Fillon, à la fin de sa campagne, aurait pris une conscience tardive de l’existence de cet électorat, d’où son rapprochement avec Sens Commun. Et cela ne lui a pas si mal réussi. Arrivé en troisième position, avec 20 % des suffrages, il n’était pas si loin du score de Marine Le Pen (21,30 %). Qu’en aurait-il été si ce candidat n’avait pas traîné tant de casseroles ?

« L’été dernier, j’ai passé un certain temps à lire et à rencontrer ces jeunes auteurs à Paris et ce que j’ai découvert, c’est davantage un écosystème qu’un mouvement cohérent et discipliné », écrit Mark Lilla. Et il cite en particulier les revues Limite, qui prône une écologie radicale et la décroissance, et L’Incorrect, un mensuel qu’il définit en ces termes : « d’un conservatisme agressif, méprisant envers la culture contemporaine et centré sur un Kulturkampf mené contre la génération de 1968. » Mais il a lu aussi les essais d’Eugénie Bastié et de Marianne Durano, contre le féminisme de gauche. 

Il faut les prendre au sérieux, dit-il, parce que ces jeunes gens prennent eux-mêmes les idées très au sérieux – ce qui n’est pas très usuel dans la droite française… Ils lisent et citent Orwell, Simone Weil, Proudhon, Hannah Arendt, Alasdair McIntyre, Christopher Lash. Ils rejettent le mariage entre homosexuels et l’immigration de masse, ce qui n’est pas très original. Mais ce qui l’est davantage, c’est qu’ils combattent pour la régulation des marchés financiers, l’austérité et les politiques libérales, les OGM, le consumérisme, les GAFA.
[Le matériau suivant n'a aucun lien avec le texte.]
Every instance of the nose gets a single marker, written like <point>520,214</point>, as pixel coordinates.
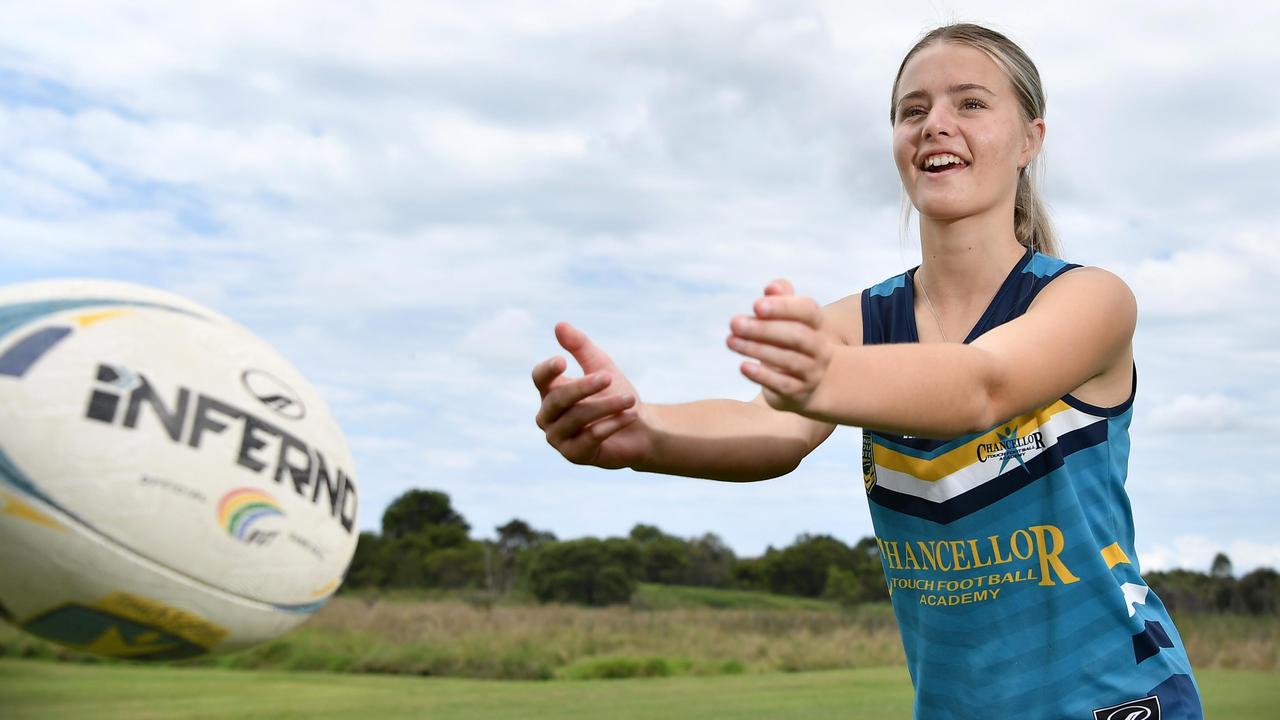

Tandis que la droite dénonce la libre-circulation des personnes, tout en approuvant celle des marchandises et des capitaux et que la gauche commet l’erreur logique inverse, en prétendant s’opposer à la fluidité de l’économie, tout en célébrant l’immigration, le multiculturalisme et le nomadisme sexuel, cette droite de type nouveau ferait preuve, au contraire, de cohérence intellectuelle. Citation : « Ils sont nombreux ceux qui se sentent malmenés par les forces de l’économie mondialisée, frustrés par l’incapacité des gouvernant à maîtriser les flux de l’immigration illégale, vindicatifs envers les règles de l’UE, et mal à l’aise avec le changement rapide des codes moraux concernant la sexualité. » Ils réclament un monde plus stable, moins fluide tant sur le plan économique que culturel.